With results still to come in, the party has scored its biggest electoral victory in 10 years of power in post-apartheid South Africa.
President Thabo Mbeki's party clinched a two-thirds majority in the elections, surpassing its strong showing of 66% in 1999 and 64% in 1994, when Nelson Mandela led the party to victory in the country's first democratic polls.
After 61.2% of the total number of registered votes were counted, the ANC was miles ahead of its rivals at 69.6% the Independent Electoral Commission announced on Friday.
However, the commission added, turnout appeared to be around 75% the estimated 21 million registered voters - a figure far lower than those of the previous two democratic elections.

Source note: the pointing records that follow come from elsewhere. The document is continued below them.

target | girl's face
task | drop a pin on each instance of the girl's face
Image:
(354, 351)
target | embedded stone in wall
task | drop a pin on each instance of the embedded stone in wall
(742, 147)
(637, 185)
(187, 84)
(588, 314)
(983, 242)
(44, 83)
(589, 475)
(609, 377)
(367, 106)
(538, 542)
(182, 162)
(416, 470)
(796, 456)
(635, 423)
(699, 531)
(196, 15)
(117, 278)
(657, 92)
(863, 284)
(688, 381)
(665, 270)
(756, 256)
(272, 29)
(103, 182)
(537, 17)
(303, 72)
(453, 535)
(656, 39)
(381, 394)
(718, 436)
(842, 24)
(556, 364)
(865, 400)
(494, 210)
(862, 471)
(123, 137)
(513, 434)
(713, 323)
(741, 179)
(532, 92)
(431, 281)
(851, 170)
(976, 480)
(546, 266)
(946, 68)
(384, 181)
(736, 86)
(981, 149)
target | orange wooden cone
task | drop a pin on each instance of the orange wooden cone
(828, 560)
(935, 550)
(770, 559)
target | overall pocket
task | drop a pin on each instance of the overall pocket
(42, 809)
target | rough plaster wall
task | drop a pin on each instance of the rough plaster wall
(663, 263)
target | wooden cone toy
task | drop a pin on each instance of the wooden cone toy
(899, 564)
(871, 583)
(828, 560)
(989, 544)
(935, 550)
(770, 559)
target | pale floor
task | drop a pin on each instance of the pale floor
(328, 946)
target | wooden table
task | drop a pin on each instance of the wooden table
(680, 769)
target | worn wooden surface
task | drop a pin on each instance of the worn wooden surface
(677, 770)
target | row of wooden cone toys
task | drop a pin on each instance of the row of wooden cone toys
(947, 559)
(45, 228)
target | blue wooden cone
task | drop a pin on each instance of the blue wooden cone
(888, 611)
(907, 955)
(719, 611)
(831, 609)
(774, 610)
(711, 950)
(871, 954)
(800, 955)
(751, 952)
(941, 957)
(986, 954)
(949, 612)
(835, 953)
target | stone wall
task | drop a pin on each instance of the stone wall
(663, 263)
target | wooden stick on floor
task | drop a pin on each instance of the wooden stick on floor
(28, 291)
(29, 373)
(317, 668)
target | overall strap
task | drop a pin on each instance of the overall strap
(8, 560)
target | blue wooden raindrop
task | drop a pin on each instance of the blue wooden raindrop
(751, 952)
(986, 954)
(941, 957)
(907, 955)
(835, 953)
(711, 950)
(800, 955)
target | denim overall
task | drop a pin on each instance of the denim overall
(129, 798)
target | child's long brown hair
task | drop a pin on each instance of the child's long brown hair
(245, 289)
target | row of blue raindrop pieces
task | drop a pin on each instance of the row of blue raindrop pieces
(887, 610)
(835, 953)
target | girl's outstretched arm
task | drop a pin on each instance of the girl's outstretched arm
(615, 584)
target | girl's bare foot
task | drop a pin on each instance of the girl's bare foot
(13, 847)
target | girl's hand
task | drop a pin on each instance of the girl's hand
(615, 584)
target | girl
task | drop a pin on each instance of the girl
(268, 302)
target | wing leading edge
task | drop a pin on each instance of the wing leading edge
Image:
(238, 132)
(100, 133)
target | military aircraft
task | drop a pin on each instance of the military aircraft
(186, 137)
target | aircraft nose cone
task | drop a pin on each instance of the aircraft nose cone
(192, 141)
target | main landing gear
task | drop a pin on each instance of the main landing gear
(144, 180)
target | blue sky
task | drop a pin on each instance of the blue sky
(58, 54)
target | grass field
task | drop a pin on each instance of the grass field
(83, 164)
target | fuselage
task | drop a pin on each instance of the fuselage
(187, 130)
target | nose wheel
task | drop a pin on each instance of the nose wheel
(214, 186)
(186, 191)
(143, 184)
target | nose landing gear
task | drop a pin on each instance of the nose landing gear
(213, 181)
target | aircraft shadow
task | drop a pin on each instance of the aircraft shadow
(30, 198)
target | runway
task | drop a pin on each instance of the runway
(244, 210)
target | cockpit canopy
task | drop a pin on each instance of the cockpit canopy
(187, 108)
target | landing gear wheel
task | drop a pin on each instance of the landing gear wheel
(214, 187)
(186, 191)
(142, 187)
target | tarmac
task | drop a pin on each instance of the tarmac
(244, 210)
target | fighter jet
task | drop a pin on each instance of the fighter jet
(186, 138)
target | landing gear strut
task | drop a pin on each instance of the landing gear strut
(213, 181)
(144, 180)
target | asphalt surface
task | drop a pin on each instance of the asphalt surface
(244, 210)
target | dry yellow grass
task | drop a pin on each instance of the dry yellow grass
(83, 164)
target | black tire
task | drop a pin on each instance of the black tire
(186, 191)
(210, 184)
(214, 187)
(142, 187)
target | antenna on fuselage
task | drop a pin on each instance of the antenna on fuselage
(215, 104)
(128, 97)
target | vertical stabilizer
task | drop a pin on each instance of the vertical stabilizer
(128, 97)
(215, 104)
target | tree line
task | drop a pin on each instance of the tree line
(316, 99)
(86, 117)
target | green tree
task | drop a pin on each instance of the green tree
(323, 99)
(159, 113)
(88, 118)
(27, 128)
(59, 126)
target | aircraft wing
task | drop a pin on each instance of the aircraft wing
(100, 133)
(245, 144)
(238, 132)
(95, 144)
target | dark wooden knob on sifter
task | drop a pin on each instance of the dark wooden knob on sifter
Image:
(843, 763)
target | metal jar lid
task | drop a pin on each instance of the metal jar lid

Trailing far behind in second place was the white-based Democratic Alliance with 13% of Wednesday's vote - also a gain from its showing in the previous elections.
In third place, the Zulu nationalist Inkatha Freedom Party (IFP) won 5.8% of the vote although its fate hinged on the outcome of the race in its stronghold of KwaZulu-Natal province, the Zulu heartland in the country's eastern coast.
The United Democratic Movement, led by former ANC heavyweight Bantu Holomisa, got 2.9%.
The New National Party, the heir to the National Party which led apartheid South Africa for 50 years, was seen as the big loser in the elections, garnering just 1.9% of the vote, the independent electoral commission said.
The NNP won 20% in the 1994 elections but has been on a steady decline since.